Bayu menambahkan tenaga kesehatan yang bekerja di Jepang saat ini memiliki gaji mencapai 22 Juta per Bulan dan akan berpeluang menjadi karyawan tetap apabila kemampuan bahasa tenaga kesehatan tersebut meningkat.

“Pendapatan nakes di Jepang bisa mencapai 22 Juta perbulan, sedangkan di Indonesia masi ada nakes yang bekerja secara relawan dan seharusnya peluang ini dimanfaatkan, serta apabila tingkat bahas jepang nakes itu meningkat ke level N3 atau sampai N1 bisa menjadi karyawan tetap disana setelah kontrak kerja tiga tahunnya berakhir”
tambahnya.

Untuk mendorong bisa memanfaatkan peluang yang diberikan oleh negara Jepang dan Jerman, UPT BP2MI Padang mengajak pemerintah Kabupaten – Kota di Sumbar, BLK, serta Universitas dan Sekolah tinggi kesehatan yang ada untuk mensosialisasikan peluang kerja di luar negeri di sektor kesehatan kepada masyarakat dan mahasiswa mereka.

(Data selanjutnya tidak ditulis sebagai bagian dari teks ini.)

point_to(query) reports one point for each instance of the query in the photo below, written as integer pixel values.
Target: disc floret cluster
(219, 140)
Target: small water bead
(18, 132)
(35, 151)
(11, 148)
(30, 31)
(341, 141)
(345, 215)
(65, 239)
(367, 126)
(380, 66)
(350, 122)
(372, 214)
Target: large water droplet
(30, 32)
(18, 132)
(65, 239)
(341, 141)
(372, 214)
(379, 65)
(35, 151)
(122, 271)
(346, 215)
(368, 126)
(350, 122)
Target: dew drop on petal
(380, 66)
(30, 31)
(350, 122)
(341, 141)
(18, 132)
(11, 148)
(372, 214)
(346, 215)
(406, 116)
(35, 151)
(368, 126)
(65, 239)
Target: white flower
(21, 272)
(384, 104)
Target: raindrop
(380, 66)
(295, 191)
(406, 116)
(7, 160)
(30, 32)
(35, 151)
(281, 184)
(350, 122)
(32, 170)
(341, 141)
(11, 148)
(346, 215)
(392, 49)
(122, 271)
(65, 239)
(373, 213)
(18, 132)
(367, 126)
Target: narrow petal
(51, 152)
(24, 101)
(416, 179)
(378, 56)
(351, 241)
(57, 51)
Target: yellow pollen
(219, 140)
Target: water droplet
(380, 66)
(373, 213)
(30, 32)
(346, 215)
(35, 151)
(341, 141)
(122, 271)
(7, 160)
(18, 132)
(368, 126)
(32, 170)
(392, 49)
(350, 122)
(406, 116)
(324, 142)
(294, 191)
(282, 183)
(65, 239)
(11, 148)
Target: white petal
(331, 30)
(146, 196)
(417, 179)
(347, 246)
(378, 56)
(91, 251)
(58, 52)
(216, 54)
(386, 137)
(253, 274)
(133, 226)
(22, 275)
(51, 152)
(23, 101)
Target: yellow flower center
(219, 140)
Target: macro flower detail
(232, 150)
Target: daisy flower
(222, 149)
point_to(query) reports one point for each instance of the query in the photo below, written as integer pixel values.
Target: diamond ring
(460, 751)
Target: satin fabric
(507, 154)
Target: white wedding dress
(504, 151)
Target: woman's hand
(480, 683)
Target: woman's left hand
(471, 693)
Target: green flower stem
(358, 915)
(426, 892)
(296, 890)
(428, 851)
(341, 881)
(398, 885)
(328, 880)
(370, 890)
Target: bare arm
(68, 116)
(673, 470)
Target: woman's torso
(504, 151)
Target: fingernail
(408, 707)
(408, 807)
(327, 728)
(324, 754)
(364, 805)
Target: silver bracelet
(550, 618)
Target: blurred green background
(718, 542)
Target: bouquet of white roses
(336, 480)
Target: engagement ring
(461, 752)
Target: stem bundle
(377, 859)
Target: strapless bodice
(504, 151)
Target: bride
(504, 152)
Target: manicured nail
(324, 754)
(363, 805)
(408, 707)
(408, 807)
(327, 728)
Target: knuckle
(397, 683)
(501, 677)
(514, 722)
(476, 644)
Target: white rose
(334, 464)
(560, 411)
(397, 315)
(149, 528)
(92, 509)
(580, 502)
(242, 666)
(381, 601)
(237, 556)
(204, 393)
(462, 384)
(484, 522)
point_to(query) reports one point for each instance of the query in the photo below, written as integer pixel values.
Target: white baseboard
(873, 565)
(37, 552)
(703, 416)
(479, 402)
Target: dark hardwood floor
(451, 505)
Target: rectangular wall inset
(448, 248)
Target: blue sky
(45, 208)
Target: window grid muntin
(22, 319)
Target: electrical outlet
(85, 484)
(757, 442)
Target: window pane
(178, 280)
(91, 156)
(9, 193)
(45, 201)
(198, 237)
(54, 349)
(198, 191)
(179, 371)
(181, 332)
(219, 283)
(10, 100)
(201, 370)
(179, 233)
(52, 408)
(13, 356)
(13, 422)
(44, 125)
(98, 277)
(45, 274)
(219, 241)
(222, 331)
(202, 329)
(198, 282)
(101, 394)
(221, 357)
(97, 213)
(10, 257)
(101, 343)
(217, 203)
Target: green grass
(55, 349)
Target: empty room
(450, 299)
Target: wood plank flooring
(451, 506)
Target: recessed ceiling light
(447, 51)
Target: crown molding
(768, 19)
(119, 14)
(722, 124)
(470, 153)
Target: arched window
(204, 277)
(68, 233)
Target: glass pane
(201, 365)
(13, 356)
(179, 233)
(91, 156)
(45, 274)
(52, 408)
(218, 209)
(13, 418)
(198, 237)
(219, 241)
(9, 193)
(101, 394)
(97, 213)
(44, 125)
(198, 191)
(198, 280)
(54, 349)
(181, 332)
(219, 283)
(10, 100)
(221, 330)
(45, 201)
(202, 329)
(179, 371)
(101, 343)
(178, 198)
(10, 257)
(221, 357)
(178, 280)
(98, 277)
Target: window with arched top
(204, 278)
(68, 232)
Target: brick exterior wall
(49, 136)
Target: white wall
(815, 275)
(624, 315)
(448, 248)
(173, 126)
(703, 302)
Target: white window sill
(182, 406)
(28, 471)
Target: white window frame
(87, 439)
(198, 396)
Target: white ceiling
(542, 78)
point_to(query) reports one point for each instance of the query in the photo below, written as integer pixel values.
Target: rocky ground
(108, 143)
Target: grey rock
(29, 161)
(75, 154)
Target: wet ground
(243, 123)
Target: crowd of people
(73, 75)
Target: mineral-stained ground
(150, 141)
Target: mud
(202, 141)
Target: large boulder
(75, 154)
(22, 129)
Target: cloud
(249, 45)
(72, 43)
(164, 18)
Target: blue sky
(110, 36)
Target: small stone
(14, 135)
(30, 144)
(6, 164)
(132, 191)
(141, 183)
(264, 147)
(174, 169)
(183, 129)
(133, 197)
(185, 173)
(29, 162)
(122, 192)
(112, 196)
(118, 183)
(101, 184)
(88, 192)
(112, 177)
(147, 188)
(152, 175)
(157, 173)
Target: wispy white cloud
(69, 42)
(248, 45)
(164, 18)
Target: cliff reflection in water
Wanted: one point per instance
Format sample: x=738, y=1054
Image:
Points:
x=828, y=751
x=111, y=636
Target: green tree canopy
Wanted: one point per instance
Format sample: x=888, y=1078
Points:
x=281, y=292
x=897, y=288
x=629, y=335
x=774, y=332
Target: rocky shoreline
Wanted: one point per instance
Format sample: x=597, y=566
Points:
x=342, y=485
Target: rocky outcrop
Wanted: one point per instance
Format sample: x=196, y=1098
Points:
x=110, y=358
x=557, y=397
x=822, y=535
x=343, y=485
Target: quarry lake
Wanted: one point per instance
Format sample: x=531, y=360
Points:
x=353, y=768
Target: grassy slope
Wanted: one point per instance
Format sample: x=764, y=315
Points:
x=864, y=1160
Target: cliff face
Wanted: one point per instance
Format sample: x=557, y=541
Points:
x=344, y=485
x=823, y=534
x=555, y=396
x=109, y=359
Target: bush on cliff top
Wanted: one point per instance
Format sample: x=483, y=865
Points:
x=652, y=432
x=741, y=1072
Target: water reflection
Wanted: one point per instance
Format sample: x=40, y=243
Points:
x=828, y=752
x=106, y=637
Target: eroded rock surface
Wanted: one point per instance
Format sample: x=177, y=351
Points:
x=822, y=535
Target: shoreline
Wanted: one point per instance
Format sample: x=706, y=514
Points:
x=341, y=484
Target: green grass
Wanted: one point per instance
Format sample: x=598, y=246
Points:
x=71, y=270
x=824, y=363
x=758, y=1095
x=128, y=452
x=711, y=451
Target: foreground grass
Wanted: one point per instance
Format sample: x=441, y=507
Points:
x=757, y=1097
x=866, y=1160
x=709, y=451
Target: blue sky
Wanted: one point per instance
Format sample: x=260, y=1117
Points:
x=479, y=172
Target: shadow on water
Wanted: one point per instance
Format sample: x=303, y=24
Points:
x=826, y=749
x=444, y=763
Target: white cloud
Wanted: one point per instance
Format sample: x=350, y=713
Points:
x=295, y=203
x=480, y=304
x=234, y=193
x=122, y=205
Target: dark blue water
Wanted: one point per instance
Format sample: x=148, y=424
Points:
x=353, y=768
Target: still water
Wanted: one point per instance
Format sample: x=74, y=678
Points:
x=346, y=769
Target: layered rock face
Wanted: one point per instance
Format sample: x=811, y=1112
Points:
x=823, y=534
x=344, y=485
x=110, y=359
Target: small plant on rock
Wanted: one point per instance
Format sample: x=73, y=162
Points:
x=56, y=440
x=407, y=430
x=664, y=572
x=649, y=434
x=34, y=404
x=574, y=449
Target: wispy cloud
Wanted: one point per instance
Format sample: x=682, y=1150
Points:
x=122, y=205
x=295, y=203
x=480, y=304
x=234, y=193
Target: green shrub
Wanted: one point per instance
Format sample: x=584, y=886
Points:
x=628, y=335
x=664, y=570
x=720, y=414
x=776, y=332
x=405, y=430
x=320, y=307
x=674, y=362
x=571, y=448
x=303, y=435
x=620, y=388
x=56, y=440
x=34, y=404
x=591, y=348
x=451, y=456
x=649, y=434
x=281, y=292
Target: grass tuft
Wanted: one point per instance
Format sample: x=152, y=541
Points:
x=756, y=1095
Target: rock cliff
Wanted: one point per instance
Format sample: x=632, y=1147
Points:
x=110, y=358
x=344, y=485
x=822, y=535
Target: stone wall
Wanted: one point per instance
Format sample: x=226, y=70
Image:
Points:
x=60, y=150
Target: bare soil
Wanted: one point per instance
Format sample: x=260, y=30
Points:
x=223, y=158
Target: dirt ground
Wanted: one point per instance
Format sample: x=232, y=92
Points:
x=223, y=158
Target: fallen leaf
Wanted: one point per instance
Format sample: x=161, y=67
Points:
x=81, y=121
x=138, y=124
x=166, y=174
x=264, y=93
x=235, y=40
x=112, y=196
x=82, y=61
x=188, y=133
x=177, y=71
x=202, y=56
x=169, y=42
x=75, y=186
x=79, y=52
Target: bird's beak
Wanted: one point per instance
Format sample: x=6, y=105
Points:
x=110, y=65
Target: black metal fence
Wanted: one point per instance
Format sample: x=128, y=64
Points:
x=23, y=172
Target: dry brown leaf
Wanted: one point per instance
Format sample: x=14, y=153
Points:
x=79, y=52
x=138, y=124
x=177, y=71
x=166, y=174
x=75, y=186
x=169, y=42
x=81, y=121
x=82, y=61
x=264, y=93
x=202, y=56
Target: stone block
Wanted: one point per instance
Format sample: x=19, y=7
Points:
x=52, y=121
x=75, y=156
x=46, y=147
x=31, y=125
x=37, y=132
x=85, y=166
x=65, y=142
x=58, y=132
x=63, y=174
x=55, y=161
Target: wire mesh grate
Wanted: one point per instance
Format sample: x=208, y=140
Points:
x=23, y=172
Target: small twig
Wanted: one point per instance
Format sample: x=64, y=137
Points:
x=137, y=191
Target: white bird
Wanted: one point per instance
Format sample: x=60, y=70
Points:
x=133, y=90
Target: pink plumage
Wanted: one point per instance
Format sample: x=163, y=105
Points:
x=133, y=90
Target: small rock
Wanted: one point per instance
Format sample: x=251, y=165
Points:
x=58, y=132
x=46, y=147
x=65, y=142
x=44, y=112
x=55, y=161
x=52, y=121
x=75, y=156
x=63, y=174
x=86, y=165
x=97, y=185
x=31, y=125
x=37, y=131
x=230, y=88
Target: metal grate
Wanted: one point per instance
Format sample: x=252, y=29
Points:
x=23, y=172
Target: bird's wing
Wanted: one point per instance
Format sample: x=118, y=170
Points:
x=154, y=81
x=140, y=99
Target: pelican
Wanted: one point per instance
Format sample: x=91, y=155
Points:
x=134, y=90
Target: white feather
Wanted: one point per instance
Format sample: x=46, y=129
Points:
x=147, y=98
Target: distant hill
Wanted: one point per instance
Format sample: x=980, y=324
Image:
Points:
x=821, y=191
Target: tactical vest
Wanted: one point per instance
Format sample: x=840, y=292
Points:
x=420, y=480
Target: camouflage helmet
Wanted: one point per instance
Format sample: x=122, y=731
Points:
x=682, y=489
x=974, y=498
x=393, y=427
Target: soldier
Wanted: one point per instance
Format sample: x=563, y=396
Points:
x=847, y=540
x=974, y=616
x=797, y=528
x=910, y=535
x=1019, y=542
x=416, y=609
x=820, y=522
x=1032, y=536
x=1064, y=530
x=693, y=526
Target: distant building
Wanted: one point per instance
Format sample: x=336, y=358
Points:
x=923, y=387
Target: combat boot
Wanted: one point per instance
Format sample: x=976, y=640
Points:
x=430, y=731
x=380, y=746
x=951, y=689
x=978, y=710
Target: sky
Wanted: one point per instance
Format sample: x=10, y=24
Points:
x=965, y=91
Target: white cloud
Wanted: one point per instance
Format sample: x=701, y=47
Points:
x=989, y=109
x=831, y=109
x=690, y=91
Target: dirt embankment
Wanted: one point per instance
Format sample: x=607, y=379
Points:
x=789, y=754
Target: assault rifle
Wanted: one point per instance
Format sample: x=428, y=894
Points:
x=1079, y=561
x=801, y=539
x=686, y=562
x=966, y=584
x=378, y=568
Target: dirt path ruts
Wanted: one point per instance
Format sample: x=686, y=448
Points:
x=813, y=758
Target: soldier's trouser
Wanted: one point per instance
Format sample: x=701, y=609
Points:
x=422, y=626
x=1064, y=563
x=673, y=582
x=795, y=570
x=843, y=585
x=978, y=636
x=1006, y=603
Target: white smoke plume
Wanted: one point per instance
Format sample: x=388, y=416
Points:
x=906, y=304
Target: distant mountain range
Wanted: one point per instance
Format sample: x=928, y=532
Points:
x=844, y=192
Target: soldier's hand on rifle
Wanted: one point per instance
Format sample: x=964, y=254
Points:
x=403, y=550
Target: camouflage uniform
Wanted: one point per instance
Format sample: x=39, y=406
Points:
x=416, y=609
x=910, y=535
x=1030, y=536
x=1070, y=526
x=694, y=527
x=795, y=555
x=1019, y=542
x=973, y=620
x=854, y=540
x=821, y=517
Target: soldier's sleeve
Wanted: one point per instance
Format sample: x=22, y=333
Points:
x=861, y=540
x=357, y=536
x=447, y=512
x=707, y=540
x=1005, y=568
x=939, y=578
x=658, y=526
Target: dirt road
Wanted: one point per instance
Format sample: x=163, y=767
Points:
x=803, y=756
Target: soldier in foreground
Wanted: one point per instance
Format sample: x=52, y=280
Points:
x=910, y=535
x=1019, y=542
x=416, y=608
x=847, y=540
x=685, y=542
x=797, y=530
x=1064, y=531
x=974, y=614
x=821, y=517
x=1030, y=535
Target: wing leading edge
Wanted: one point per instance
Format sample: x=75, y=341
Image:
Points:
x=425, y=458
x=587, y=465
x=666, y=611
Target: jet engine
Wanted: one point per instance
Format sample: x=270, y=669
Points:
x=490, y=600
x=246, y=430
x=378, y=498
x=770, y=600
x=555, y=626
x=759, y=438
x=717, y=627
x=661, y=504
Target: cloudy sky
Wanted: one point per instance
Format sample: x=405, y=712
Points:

“Untuk mengambil kesempatan yang telah diberikan, UPTD BP2MI mencoba menggait pemerintah Kabupaten Kota serta Universitas dan Sekolah Tinggi untuk mensosialisasikan peluang ini kepada mahasiswanya, sementara itu untuk peningkatan berbahasa jepang kami bekerja sama dengan BLK Padang agar calon nakes yang berangkat ke Jepang minimal bisa berbahasa jepang dengan level N5″ Pungkasnya.

Sementara itu, Pemerintah Kota Padang melalui Dinas Ketenaga Kerjaan nya mendukung sekali program tenaga kesehatan bisa bekerja di Jepang yang nantinya bisa mengurangi pengangguran dan peningkatan perekonomian keluarga mereka.

” kami dari Pemerintah Kota Padang mendukung sekali program ini, untuk itu kami akan berusaha mensosialisasikan program kerja tenaga kesehatan ini kepada masyarakat yang bisa mengatasi pengangguran dan peningkatan perekonomian para tenaga kesehatan serts keluarganya,” ucap Endrizal, PLT Kadis Ketenaga Kerjaan Kota Padang.